With debts of that magnitude, students need to choose the right course. Once upon a time it didn't matter what you studied because if you were poor - or were blessed with dead parents - you hit the full grant jackpot. But nowadays, since kids are pawning their futures to pay for their education, they need to find a more lucrative option than a combined degree in eyelash tinting and hair-dye management.
The most worrying thing about the current fees fiasco is that it is driving this year's students to accept any old shit, rather than wait for better - but costlier - opportunities next year. This is not conjecture; it is happening to my sixth-formers. Just before half-term one of my A- level students came to see me. He is a hard-working triple-A student who failed to get offers from his first five choices but has been snapped up - through Ucas Extra - by a university where 140 Ucas points and the ability to shuffle fridge magnets guarantees an unconditional place on an unprepossessing degree course. The gut-wrenching thing is that my student deserves better, but his parents are keen that he starts this September to avoid the astronomical fees that any delay would bring. For them - and many other working-class parents - it is a simple choice: this degree or no degree. This skirmish for last-minute bargains makes the whole Ucas application process feel like a late-night panic in front of the reduced- to-clear supermarket shelves.
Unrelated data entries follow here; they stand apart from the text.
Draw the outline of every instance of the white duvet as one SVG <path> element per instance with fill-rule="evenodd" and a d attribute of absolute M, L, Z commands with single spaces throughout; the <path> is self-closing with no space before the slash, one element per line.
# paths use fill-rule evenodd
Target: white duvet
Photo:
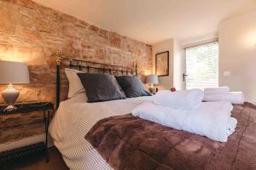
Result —
<path fill-rule="evenodd" d="M 112 169 L 84 139 L 85 134 L 99 120 L 131 113 L 136 106 L 151 101 L 152 97 L 90 104 L 84 100 L 84 94 L 79 94 L 61 102 L 50 123 L 49 133 L 70 169 Z"/>
<path fill-rule="evenodd" d="M 230 117 L 232 109 L 232 105 L 225 101 L 204 102 L 195 110 L 177 110 L 147 102 L 133 110 L 132 115 L 212 140 L 227 142 L 237 122 Z"/>

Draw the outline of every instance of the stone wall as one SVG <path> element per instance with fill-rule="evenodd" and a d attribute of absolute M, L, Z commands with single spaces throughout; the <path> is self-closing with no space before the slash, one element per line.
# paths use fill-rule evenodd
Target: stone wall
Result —
<path fill-rule="evenodd" d="M 152 70 L 150 45 L 100 29 L 30 0 L 0 0 L 0 60 L 27 63 L 30 71 L 31 83 L 15 86 L 20 90 L 18 101 L 55 101 L 54 54 L 57 50 L 62 51 L 66 57 L 106 64 L 132 66 L 137 62 L 141 74 L 151 73 Z M 67 82 L 63 72 L 61 79 L 64 99 Z M 5 88 L 1 85 L 0 91 Z M 3 102 L 0 97 L 0 103 Z M 19 120 L 18 116 L 16 119 Z M 15 122 L 19 122 L 17 120 Z M 27 132 L 27 135 L 43 130 L 42 126 L 34 125 L 30 117 L 20 118 L 20 126 L 26 124 L 26 129 L 32 124 L 32 133 Z M 18 135 L 23 128 L 9 131 Z M 0 143 L 15 139 L 17 135 L 8 138 L 8 132 L 1 132 L 1 129 L 3 126 L 0 138 L 4 135 L 5 140 Z"/>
You frantically stack your trolley with fermenting yogurts, bruised bananas and dented tins of beans, when in fact all you really came in for was a nice leg of lamb.
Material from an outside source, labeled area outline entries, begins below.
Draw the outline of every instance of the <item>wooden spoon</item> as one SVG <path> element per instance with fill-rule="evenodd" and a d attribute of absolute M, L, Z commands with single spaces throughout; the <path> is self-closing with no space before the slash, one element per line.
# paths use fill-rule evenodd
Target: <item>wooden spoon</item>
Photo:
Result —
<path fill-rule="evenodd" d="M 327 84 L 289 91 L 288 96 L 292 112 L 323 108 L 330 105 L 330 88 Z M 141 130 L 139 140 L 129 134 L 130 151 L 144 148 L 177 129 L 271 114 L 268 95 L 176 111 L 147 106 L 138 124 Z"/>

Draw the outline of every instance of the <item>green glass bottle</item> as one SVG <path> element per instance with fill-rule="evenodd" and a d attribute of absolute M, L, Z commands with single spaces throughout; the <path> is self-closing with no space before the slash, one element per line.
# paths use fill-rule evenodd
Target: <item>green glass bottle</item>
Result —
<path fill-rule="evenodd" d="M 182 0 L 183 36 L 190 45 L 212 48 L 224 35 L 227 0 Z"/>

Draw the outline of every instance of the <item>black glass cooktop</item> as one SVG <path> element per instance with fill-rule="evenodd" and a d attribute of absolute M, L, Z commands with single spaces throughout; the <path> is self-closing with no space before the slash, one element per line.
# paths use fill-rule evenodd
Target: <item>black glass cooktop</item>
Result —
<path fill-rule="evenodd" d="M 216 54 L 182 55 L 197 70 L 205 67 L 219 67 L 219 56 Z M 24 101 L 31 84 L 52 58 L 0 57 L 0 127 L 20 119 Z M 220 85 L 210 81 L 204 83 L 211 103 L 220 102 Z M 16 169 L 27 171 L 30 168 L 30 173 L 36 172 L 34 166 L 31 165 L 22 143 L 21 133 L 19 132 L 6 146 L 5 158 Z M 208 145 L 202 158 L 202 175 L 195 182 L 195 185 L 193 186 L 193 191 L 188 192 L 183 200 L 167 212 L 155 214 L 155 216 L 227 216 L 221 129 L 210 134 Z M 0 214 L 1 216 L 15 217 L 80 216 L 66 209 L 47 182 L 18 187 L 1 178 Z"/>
Nor are these career dilemmas limited to our sixth-formers. Last week, three of my Year 11 girls declared that since university has been priced out of their reach, they are going to ditch A-levels to study uniformed public services instead. They have realised that there is more of a long- term future in detecting Islamic terrorist cells than in identifying iambic pentameter.
But I have an idea how we can fix things. Universities minister David Willetts' recent proposal to sell off additional student places with an international price tag was targeted at the wrong market. Selling top- dollar places to bottom-brained rich kids is too socially divisive. But flogging them to pensioners is a different story. It buoys up higher education's coffers while simultaneously solving the problem of our ageing population. A large-font equity release form is all it would take to unlock the capital from the comfortable family home. It shouldn't take much persuasion to get the oldsters on board: have Il Divo headline at the freshers' ball. It has got to be more fun than the alternative: warding off Alzheimer's with a daily cryptic crossword or tweeting to your two followers, "The Co-op is out of custard tarts".
Anne Thrope (Ms) is a secondary teacher in the north of England.